Mechatronics can be seen everywhere today. Engineers have mechatronics journals and can read mechatronics papers in journals that cover other fields, while a multitude of diverse companies are embracing its principles.
The term was coined over 40 years ago, when engineer Tetsuro Mori combined the words "mechanical" and "electronic" to describe the electronic control systems that Yaskawa Electric Corp. was building for mechanical factory equipment.
Mechatronics are all around us, from computer hard drives and robotic assembly systems to washing machines, coffee makers, and medical devices. Electronics that control mechanical systems account for much of the value of the average automobile, managing everything from stability control and antilock brakes to climate control and memory-adjust seats.
"Mechatronics" means many things to many people, but when pressed, many engineers reference a drawing shown by Kevin Craig, perhaps the nation's foremost evangelist of mechatronic design. It consists of four overlapping circles: mechanical systems, electronic systems, control systems, and computers.
"Mechatronics represents more than mechanical and electronics," according to Craig, a professor of mechanical engineering who left Rensselaer Polytechnic Institute to start a mechatronics program at Marquette University.
According to Michelle Boucher, an analyst for the Aberdeen Group, a Boston-based technology think tank, the best performers among the surveyed companies have changed the way they worked. More importantly, though, they do not schedule meetings based on time—every week, or twice monthly—but on key events in the project timeline.
Mechatronics are all around us, from computer hard drives and robotic assembly systems to washing machines, coffee makers, and medical devices.
So instead of wasting time in a meeting when nothing is happening, key players gather when it's time to fit the pieces together. Design and project collaboration software are also important. These applications help engineers visualize how systems work and are easy to mark up with questions and comments. "If you're an electrical engineer, you don't necessarily have easy access to CAD data, so this helps you see how the device is supposed to work," Boucher said.
But the question remains: Which engineers lead?
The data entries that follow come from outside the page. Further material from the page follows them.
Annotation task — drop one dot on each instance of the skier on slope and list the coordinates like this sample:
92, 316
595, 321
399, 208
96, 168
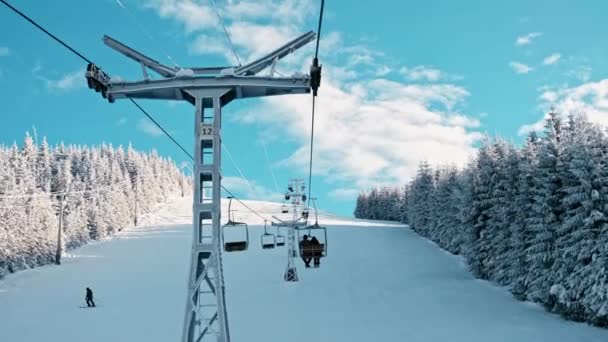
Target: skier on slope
89, 298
According to Peter Schmidt, a senior research engineer at Rockwell Automation's Advanced Technology Group who teaches part-time with Craig at Marquette, "We're all engineers and we're doing engineering, period. Rockwell Automation has long hired electrical and control engineers to design its machine control and factory automation systems. Many of the company's engineers say they have been doing systems integration design and modeling (in short, mechatronics) for 20 years.
It's that multidisciplinary approach from concept through delivery that separates mechatronics from old-style control engineering at Rockwell. President Terry Precht calls it a virtual factory, combining design, manufacturing, and depot repair services. While some mechatronics teams like to run simulations, Precht prefers to use the prototype approach. "You can answer certain questions from an actual model that you can't get answered in a soft model," he said.
Project Leadership
"Our mechanical and electrical engineers are always working very closely together on these things," Precht said. "When we build systems with complex moving parts, mechanical engineers write the control software since they understand how the devices should operate. We have three graduates that went through Doctor Dave's mechatronics course, and it was just obvious from the start how well they can work across a broad spectrum of projects compared with engineers who were classically trained."
"Doctor Dave" is David Alciatore, a professor of mechanical engineering who literally wrote the book on mechatronics, Introduction to Mechatronics and Measurement Systems, with co-author and professor emeritus Michael Histand. The first edition came out in 1999, and the book is now in its fourth edition.
"A good hands-on mechanical engineer trained in electronics makes a much better mechatronics engineer than an electrical engineer or computer engineer trained in mechanics later," he said.
Back to School
Right now, the question of who takes ownership and who will lead the development of next-generation electromechanical systems often depends on where engineers work. Companies that make mechanical systems tend to let mechanical engineers lead; those that make electronics assign the lead to software and electrical engineers.
In the future, though, the issue may be decided by how colleges train the next generation of mechanical engineers. Right now, most schools teach controls, basic electronics, and programming as part of the mechanical engineering curriculum.
For example, at Colorado State University in Pueblo, in addition to the course work, the engineering program also focuses on teaching students to work on teams, an essential for the multifunctional world of industrial design.
According to Craig, classical mechanical engineering has become a commodity skill. His goal at Marquette is to integrate courses so that electrical, control, and mechanical engineers learn how different disciplines use the same core knowledge to achieve different results. "We have to show how we can integrate electronics and controls into modern mechanical systems," he says.
Another approach is to offer a degree in mechatronics. So far, only three schools do that: California State University, North Carolina State University, and Colorado State University. The department chair at Colorado State, Jane Fraser, thinks that industrial engineering is an ideal platform for mechatronics because the focus is on bottom-line results rather than on mechanical or electrical components.
Manufacturing companies in her community are telling her the same thing. They want students trained to integrate electronics, controls, computers, and moving parts. For them, this is not just where engineering is going. It is where engineering has arrived.
[Adapted from "Who Owns Mechatronics?" by Alan S. Brown, Associate Editor, Mechanical Engineering, June 2008.]